「きっと」と「必ず」に関しては、森田(1977)が「必ず・确かに・确か・きっと・ぜひ」、小林幸江(1980)が「必ず・きっと・ぜひ」、工藤(1982)が「必ず・きっと・ぜひ」、佐治(1986)が「必ず・きっと」、石上(1987)が「きっと」、森本(1990)が「ぜひ」等それぞれの論文で取り上げている。これらの研究成果は、副詞で使用頻度の高い基礎的な語彙である「きっと」と「必ず」の使用方法を明らかにした。それに、正しく日本語を話すためには、「きっと」と「必ず」の使い方をはっきりと区別する必要があることも示した。本論文では、どんな場合に「きっと」を使うのか、またどんな場合に「必ず」を使うのかについてさらに検討を加えたい。
1.1 辞典による「きっと」と「必ず」の解釈
副詞「きっと」と「必ず」は意が近いため、従来、類義語として捉えられ、使用方法も似ている。『大辞林』、『大辞泉』、『新明解国語辞典』、『日本語大辞典』の4辞書を調べたところ、「きっと」と「必ず」に関する記述は以下の通りである。
きっと【▽屹度・急度】
①確実にそうなるだろうと予測しているさま。「明日は—晴れる」「君なら—合格するよ」
②自身の事柄に関しては決意を、相手に対しては強い要望を表す。
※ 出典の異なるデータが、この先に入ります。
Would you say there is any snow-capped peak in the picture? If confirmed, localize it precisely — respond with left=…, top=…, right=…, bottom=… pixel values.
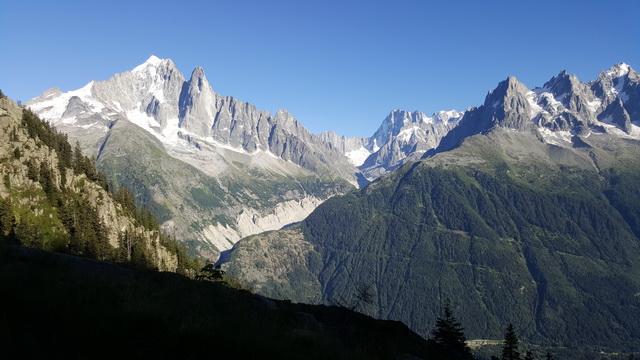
left=132, top=55, right=164, bottom=73
left=606, top=63, right=631, bottom=79
left=432, top=110, right=463, bottom=124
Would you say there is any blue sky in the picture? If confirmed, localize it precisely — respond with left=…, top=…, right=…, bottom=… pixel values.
left=1, top=0, right=639, bottom=137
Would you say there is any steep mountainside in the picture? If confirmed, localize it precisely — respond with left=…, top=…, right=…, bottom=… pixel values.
left=26, top=57, right=357, bottom=256
left=25, top=56, right=469, bottom=256
left=0, top=95, right=191, bottom=272
left=223, top=64, right=640, bottom=355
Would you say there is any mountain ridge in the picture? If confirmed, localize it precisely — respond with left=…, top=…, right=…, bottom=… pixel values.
left=24, top=56, right=465, bottom=255
left=25, top=58, right=639, bottom=260
left=27, top=56, right=360, bottom=255
left=222, top=62, right=640, bottom=356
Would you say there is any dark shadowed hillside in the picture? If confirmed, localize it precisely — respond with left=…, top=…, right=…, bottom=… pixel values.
left=0, top=244, right=445, bottom=360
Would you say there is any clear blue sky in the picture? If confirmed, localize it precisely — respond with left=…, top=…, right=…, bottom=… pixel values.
left=1, top=0, right=638, bottom=137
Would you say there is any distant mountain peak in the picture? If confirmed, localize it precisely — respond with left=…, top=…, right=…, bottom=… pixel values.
left=147, top=54, right=162, bottom=63
left=132, top=55, right=165, bottom=72
left=188, top=66, right=210, bottom=92
left=484, top=76, right=529, bottom=108
left=606, top=62, right=632, bottom=78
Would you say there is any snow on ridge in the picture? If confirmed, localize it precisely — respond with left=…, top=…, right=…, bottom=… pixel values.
left=120, top=109, right=282, bottom=164
left=148, top=82, right=165, bottom=103
left=27, top=81, right=104, bottom=123
left=122, top=109, right=220, bottom=155
left=432, top=109, right=462, bottom=123
left=539, top=127, right=572, bottom=146
left=586, top=99, right=602, bottom=112
left=126, top=106, right=162, bottom=133
left=526, top=91, right=544, bottom=119
left=597, top=121, right=640, bottom=140
left=345, top=147, right=372, bottom=166
left=606, top=63, right=631, bottom=78
left=132, top=55, right=163, bottom=73
left=371, top=139, right=380, bottom=152
left=398, top=126, right=421, bottom=142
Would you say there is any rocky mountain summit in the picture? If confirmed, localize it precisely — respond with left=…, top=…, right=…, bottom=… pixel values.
left=319, top=109, right=463, bottom=180
left=28, top=57, right=356, bottom=181
left=435, top=63, right=639, bottom=154
left=360, top=109, right=463, bottom=179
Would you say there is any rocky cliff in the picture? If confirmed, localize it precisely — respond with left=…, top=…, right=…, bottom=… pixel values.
left=0, top=95, right=184, bottom=271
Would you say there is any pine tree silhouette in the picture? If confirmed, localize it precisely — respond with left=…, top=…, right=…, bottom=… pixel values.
left=432, top=299, right=473, bottom=360
left=501, top=323, right=521, bottom=360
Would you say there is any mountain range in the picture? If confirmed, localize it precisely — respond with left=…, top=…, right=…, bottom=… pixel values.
left=221, top=63, right=640, bottom=356
left=26, top=56, right=462, bottom=256
left=2, top=91, right=462, bottom=360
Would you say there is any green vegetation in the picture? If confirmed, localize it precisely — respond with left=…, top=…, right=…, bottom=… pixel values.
left=500, top=324, right=521, bottom=360
left=432, top=299, right=473, bottom=360
left=266, top=161, right=640, bottom=353
left=0, top=102, right=197, bottom=274
left=196, top=262, right=226, bottom=281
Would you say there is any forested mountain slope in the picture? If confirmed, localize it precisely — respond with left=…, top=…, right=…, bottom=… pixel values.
left=0, top=93, right=192, bottom=271
left=223, top=67, right=640, bottom=356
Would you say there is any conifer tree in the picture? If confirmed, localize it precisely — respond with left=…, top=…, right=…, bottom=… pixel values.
left=73, top=141, right=84, bottom=175
left=26, top=160, right=39, bottom=182
left=501, top=323, right=521, bottom=360
left=0, top=198, right=16, bottom=241
left=39, top=161, right=56, bottom=201
left=15, top=218, right=42, bottom=249
left=432, top=299, right=473, bottom=360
必ず。「一○日には—お返し致します」
③あることが確実に行われるさま。必ず。 ④厳しいさま。状態にゆるみがないさま。「鉢巻を—結ぶ」
⑤腹を立てているさま。「—とにらむ」
⑥動作・状態が瞬間的であるさま。
かならず【必ず】(副)
①一つの例外もなく、ある物事が起こるさま。ある条件のもとで例外なく起こるさまにも用いる。例外なく。常に。「生あるものは—死ぬ」「会えば—けんかになる」
②まちがいなく。きっと。「—来てください」「—成功してみせる」「宿題を—やりなさいよ」
③(下に禁止や打ち消しの語を伴って)決して。必ずしも。
(『大辞林』 三省堂1995年)
きっと【▽屹度・急度】(副)
①話し手の決意や確信、また強い要望などを表す。確かに。必ず。「明日は—雨だろう」「—きってくださいね」
②表情や態度などが厳しいさま。「—にらむ」「—申しつける」
③行動・状態にゆるみのないさま。
④動作が瞬間に行われるさま。急に。とっさに。
かならず【必ず】(副)
①例外のないさま。きっまて。いつでも。「毎朝—散歩する」「会えば—争論になる」
②確実な推量、または強い意志の要請を表す。まちがいなく。絶対に。きっと。「いつかそういう日が—来る」
③(あとに打消しや禁止の語を伴って)決して。必ずしも。
(『大辞泉』小学館1995)
きっと(副)
①物事が△見込(期待)通りに行われると確信をいだく様子。 ②[-する]強い対抗心や警戒心抱いていて、全く隙(スキ)を見せない態度で相手に構える様子。 かならず【必ず】(副)
ある状態について、それ以外の事が起こる可能性が全く無いことを表わす。